A0754 Différence entre scientiste et data scientist

Quelle est la différence entre les scientistes du 19 ème siècle et les data scientists du 21 ème siècle?


Les scientistes disaient: "on a tout découvert"

Les data scientists disent: "on va tout découvrir"


dimanche 10 avril 2016

A0721 Blockchain et Banques: différence entre informatique et numérique

On dit partout que le "blockchain" va menacer jusqu'à l'existence même des banques.

Ce qui est frappant, c'est que l'on n'a jamais dit dans les années 1960 que l'irruption de l'informatique allait leur nuire.

Au contraire, les banques furent les pionnières de l'informatisation, et dans les décennies qui ont suivi, elles furent le principal client de l'industrie informatique.

Voir en particulier le Rapport Lhermitte "Le Pari Informatique" , écrit par un haut responsable de la Société Générale en 1968, il y a 48 ans.

Et l'essor des banques n'aurait pu se faire sans leur massive informatisation.

Où est la vérité ?

Si le Blockchain détruit les banques, alors on est vraiment entré dans une ère nouvelle ...

jeudi 23 avril 2015

A0640 Les latinistes peuvent aller se faire voir chez les grecs

La presse : "De moins en moins d'enseignement des langues réputées difficiles au collège: latin, grec, allemand"

Pour les Romains, le latin était la langue de la mondialisation et du commerce.
Comme l’anglais aujourd’hui.
Pour les choses importantes comme la culture et la philosophie, les Romains utilisaient le grec. 
Quel est notre grec ?

Bon, je vais aller m'inscrire au Running at Work

mardi 24 février 2015

A0617 La Science à l'Ecole ... des Fans

De mon temps, lors des séminaires, les chercheurs s'engueulaient.

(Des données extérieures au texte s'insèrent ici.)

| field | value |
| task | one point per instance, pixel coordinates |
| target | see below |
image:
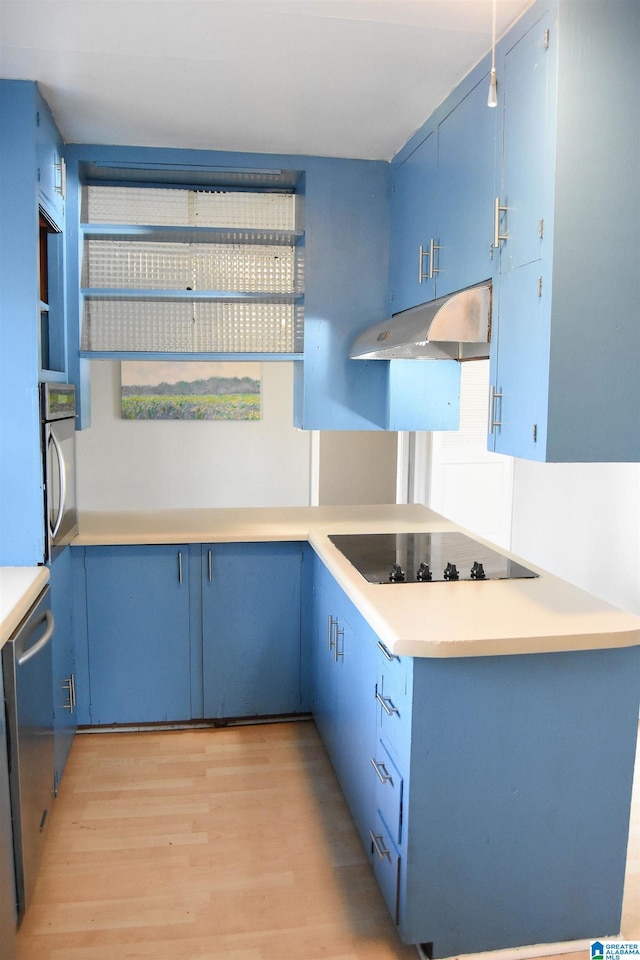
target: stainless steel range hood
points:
(455, 327)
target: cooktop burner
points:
(425, 558)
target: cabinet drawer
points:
(386, 866)
(394, 667)
(394, 710)
(388, 791)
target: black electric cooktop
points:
(425, 558)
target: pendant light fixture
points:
(492, 99)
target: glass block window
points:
(170, 270)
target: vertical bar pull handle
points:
(330, 624)
(497, 210)
(493, 396)
(422, 274)
(61, 185)
(385, 652)
(432, 246)
(378, 844)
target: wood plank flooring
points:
(226, 844)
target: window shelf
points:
(171, 296)
(185, 355)
(171, 234)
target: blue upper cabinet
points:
(27, 325)
(566, 346)
(442, 184)
(51, 170)
(466, 150)
(414, 226)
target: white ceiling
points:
(349, 78)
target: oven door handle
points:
(42, 642)
(62, 475)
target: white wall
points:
(581, 521)
(154, 465)
(356, 467)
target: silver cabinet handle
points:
(330, 636)
(422, 253)
(493, 396)
(432, 246)
(383, 775)
(62, 479)
(379, 846)
(337, 652)
(497, 210)
(70, 687)
(387, 705)
(385, 652)
(61, 170)
(42, 642)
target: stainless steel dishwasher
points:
(28, 686)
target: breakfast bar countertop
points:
(20, 587)
(484, 618)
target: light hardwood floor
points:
(226, 844)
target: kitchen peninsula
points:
(482, 732)
(418, 620)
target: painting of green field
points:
(187, 390)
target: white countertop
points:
(20, 587)
(423, 620)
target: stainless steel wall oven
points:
(58, 414)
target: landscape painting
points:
(190, 390)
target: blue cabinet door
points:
(50, 164)
(413, 226)
(64, 673)
(525, 148)
(521, 367)
(138, 633)
(325, 672)
(466, 161)
(344, 704)
(357, 720)
(251, 609)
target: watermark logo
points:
(615, 949)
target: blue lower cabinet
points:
(343, 680)
(388, 790)
(65, 714)
(516, 800)
(138, 634)
(498, 788)
(251, 611)
(386, 865)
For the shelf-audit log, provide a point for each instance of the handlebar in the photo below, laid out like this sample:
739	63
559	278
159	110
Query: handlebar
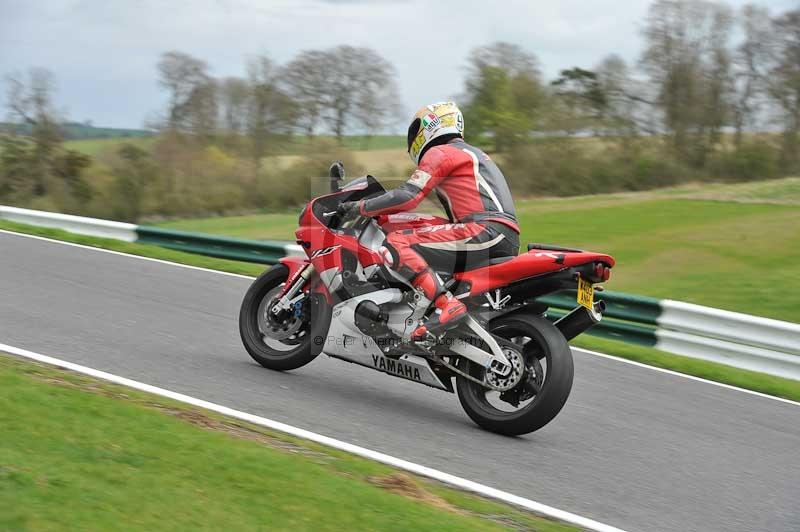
336	173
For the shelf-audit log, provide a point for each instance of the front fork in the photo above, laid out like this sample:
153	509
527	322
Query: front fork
292	291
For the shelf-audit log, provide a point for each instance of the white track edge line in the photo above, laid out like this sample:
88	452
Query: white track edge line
141	257
685	375
399	463
587	351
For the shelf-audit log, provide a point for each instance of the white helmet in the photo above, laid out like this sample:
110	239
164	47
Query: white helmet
430	122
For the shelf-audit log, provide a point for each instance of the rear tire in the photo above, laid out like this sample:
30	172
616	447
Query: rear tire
547	344
295	352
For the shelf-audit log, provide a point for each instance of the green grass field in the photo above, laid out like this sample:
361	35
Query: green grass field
740	251
97	147
82	454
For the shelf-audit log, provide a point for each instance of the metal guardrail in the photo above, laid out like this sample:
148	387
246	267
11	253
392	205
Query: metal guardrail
740	340
214	246
68	222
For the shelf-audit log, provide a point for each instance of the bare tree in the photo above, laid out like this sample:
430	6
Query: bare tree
687	59
784	83
186	78
750	65
271	111
234	97
344	87
305	78
30	105
358	79
504	94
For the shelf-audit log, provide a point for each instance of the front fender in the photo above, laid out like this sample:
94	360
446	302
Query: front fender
295	265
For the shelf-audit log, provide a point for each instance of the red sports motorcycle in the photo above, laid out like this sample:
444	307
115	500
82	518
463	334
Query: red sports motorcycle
511	366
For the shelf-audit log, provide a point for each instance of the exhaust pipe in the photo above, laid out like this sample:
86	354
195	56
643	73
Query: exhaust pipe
580	320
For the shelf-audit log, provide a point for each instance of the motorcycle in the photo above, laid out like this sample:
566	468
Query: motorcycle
510	366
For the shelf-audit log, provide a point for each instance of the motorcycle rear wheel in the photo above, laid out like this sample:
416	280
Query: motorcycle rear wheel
300	346
541	340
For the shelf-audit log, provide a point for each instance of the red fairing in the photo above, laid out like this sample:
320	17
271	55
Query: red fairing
528	264
294	264
409	220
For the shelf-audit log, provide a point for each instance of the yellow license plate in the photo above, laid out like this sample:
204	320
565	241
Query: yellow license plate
585	293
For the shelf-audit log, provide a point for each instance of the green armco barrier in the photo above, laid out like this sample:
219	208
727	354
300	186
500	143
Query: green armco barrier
611	329
640	309
214	246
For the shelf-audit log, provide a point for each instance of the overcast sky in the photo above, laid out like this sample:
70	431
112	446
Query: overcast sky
103	53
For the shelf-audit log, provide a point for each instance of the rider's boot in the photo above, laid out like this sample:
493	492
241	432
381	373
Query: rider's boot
447	310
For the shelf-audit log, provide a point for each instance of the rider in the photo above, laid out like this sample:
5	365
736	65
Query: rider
476	198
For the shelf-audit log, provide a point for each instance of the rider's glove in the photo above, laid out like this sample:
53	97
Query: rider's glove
346	208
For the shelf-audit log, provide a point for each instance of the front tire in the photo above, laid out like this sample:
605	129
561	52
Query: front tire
541	342
295	350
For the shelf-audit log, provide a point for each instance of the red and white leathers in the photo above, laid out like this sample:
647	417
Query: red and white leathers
476	198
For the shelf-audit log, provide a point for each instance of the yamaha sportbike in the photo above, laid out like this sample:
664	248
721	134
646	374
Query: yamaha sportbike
510	366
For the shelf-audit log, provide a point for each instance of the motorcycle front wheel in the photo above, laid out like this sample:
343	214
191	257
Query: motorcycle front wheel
286	340
542	391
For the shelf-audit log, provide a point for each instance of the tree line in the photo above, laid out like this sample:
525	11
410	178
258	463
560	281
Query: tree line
715	94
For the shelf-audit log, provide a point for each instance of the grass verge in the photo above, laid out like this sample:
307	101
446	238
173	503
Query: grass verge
82	454
750	380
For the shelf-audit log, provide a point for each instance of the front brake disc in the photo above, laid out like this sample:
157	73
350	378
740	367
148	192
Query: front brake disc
276	327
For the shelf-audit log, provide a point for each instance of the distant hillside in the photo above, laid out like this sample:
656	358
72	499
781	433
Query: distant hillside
75	131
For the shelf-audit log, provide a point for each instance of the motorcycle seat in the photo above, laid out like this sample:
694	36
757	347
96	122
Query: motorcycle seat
477	264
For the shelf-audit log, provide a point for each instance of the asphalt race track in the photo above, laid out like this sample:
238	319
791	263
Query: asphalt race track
633	448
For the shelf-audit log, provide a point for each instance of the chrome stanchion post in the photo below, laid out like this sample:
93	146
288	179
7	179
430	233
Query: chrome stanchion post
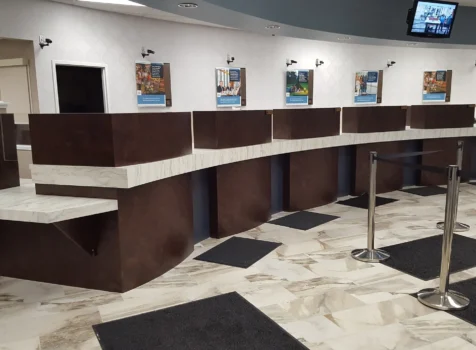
441	298
459	227
371	254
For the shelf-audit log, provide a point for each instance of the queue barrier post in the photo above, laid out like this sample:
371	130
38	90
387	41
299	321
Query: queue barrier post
370	254
442	298
459	227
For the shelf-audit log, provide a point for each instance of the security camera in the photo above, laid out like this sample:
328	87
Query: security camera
45	41
290	62
147	52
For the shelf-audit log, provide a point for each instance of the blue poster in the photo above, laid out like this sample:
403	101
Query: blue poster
228	87
434	86
366	87
150	84
297	87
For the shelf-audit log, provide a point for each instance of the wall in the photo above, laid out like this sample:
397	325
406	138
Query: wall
194	51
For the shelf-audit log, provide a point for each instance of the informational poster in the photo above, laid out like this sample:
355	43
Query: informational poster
366	87
435	86
228	85
297	87
150	84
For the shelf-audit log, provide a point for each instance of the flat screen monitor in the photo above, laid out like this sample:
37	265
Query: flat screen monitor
433	19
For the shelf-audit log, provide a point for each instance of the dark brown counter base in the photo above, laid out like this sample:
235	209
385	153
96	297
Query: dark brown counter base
240	196
389	176
310	179
150	233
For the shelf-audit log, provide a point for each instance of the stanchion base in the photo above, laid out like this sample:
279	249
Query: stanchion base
367	255
459	227
435	299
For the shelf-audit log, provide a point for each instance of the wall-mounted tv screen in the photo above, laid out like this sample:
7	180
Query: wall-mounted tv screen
432	19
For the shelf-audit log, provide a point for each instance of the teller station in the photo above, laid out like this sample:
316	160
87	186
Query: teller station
119	199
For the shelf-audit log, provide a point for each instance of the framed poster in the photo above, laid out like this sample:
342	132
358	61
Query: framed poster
366	87
436	86
298	87
150	84
228	87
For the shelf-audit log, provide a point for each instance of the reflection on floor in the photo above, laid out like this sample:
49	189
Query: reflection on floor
308	285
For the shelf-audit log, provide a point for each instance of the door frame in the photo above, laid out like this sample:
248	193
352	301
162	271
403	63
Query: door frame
104	75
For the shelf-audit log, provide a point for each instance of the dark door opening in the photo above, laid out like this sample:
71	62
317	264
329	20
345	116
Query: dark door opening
80	89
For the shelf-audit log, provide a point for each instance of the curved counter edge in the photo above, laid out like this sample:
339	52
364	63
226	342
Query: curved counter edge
136	175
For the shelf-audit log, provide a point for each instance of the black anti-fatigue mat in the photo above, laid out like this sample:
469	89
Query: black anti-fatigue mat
422	258
363	201
303	220
426	191
238	252
225	322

De nos jours, ils s'applaudissent.

Il faut dire qu'entretemps les grands labos ont créé des Directions de la Communication, qui produisent et publient de la  video à tour de bras.

Attendons-nous à ce que l'Institut décerne un Prix Guy Debord.

vendredi 13 février 2015

A0611 L'intérêt ancien de l'armée américaine pour le web sémantique

Un papier tout à fait visionnaire de juin 2001 (5 mois avant le 11 septembre toutefois):


"Warrior Knowledge Network and the Semantic Web"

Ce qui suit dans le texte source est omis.